Michael Grupp, Journalist, Stuttgart

Bis in die 80er-Jahre wurde in Deutschland Kohle hauptsächlich in Form von Briketts zum Heizen verwendet. Dafür kommen inzwischen überwiegend Öl und Gas zum Einsatz. Kohle sorgt seither in Grundlastkraftwerken für eine sichere Stromversorgung. Nach Angaben des Fraunhofer ISE wurde im Jahr 2020 mehr als die Hälfte (51 %) des deutschen Strommix mithilfe von Sonne, Wind und Biomasse erzeugt. 2021 fiel der Anteil der regenerativen Energie auf 46  Prozent zurück. In gleichem Maße legte der Kohle-Anteil an der Stromerzeugung wieder zu. Deshalb bezeichnet das BMWi konventionelle Energieträger als „derzeit unverzichtbar für eine verlässliche Energieversorgung“. Dabei ist der Kohleausstieg längst beschlossene Sache. Mitte 2020 hat die Bundesregierung die Abschaltung aller Atomkraftwerke bis 2022 sowie das Aus für Kohlekraftwerke bis spätestens 2038 besiegelt – obwohl diese grundlastfähigen Kraftwerke bis dato das Rückgrat der deutschen Stromversorgung darstellen.

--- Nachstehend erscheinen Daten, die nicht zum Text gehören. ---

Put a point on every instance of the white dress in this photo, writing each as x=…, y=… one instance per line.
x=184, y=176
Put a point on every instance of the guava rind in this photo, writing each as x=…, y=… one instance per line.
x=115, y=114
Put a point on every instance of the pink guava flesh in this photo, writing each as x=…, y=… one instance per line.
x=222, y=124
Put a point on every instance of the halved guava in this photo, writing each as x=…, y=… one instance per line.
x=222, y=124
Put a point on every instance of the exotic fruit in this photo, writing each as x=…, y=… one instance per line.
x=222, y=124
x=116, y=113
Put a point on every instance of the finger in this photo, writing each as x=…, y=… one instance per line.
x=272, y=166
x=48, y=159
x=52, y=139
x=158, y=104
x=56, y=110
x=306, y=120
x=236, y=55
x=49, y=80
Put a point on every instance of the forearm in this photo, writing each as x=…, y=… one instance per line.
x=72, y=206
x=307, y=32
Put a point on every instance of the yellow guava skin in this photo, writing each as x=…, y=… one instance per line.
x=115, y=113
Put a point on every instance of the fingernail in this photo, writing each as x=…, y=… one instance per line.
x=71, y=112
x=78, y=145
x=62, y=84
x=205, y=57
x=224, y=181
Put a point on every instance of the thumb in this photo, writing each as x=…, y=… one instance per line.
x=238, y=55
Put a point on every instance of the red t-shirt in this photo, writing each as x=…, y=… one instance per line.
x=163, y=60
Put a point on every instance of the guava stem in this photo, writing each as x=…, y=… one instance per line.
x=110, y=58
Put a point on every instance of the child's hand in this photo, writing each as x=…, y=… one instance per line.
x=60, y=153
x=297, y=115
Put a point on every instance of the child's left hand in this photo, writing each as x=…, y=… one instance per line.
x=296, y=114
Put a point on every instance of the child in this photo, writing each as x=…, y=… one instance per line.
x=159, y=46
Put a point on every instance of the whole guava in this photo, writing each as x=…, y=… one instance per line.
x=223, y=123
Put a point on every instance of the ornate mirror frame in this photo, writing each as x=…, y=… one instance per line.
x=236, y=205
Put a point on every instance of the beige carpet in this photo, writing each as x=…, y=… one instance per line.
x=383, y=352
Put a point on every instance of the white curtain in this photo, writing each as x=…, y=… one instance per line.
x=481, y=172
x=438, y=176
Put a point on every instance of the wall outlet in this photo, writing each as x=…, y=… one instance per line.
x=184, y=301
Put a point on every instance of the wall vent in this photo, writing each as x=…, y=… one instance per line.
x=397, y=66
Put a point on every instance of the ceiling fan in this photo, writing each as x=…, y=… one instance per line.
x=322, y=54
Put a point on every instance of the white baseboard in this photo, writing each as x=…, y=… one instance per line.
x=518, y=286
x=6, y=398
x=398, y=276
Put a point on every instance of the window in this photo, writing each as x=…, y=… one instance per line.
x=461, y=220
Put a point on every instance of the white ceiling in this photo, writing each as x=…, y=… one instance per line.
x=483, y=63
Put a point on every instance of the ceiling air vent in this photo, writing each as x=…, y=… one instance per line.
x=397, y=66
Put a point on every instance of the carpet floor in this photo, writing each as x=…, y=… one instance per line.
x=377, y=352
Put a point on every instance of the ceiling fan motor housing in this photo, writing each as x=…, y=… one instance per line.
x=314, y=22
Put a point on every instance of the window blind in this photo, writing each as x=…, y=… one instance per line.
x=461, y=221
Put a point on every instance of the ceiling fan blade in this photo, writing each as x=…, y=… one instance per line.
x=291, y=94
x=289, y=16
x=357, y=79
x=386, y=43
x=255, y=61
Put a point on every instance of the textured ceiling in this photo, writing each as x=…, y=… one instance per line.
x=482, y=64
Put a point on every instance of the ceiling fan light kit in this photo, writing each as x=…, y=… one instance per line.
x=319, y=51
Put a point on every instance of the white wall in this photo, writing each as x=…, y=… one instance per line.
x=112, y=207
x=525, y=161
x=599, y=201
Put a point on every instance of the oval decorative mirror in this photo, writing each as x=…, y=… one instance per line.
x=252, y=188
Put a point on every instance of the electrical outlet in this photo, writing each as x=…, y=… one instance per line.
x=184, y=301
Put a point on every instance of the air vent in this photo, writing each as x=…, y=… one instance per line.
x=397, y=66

Die internationalen Märkte sind davon unbeeindruckt: Rund die Hälfte der international agierenden Unternehmen in der Kohleindustrie hegen Expansionspläne. Wilfried Rickels vom Kieler Institut für Weltwirtschaft (IfW) bringt es auf den Punkt: „Das Ausmaß der Kohlekraftwerke, die nach wie vor in Betrieb sind oder neu gebaut werden, ist immer noch sehr groß.“ Vor allem die asiatischen Länder, aber auch Australien und Russland bauen ihre Kohlegewinnung weiter aus. Mit Abstand weltweit größter Hartkohleförderer ist China (54 %), gefolgt von Indien (11 %) und Indonesien (8 %). Zwar kündigte Staatschef Xi Jinping 2021 in einer UN-Generaldebatte an, keine neuen Kohleprojekte außerhalb der eigenen Grenzen zu finanzieren – allerdings sind in China selbst derzeit 238 Kohlekraftwerke mit insgesamt 250 Gigawatt in der Entwicklung oder im Bau. Das entspricht ungefähr der Hälfte aller neuen Anlagen weltweit. Rund 40 Prozent des weltweiten Stroms werden aktuell durch das Verbrennen von Kohle erzeugt.

Die guten Nachrichten

Immerhin ist ein langfristiges Umdenken zu verzeichnen: Auf der UN-Klimakonferenz 2021 in Glasgow haben sich 47 Länder zu einer Transformation von der Kohle hin zu erneuerbaren Energien verpflichtet. Weltweit betrachtet und in absoluten Zahlen gemessen werden immer weniger Kohlekraftwerke projektiert. Selbst China hat sich ein Null-Emissions-Ziel gesteckt – zumindest bis zum Jahr 2060. Und Deutschland hat es trotz des Atomausstiegs geschafft, den Verbrauch von Kohlestrom in den letzten zehn Jahren zu halbieren. Europäischer Vorreiter ist allerdings Portugal: Zwei Jahre früher als geplant hat das Land die Kohleverstromung inzwischen komplett eingestellt.

Braun- und Steinkohle

Der schlechte Ruf der Kohle hängt mit CO2 zusammen: Kein anderer Energieträger erzeugt pro kWh mehr Kohlendioxid als der schwarze Stoff. Kohlekraftwerke sind für knapp die Hälfte der jährlichen CO2-Emissionen verantwortlich. Braunkohlekraftwerke stoßen bis zu 1200 g CO2 pro Kilowattstunde aus – rund dreimal so viel wie ein modernes Gaskraftwerk. Kohlekraftwerke haben zudem einen schlechten Wirkungsgrad von bestenfalls 45 %.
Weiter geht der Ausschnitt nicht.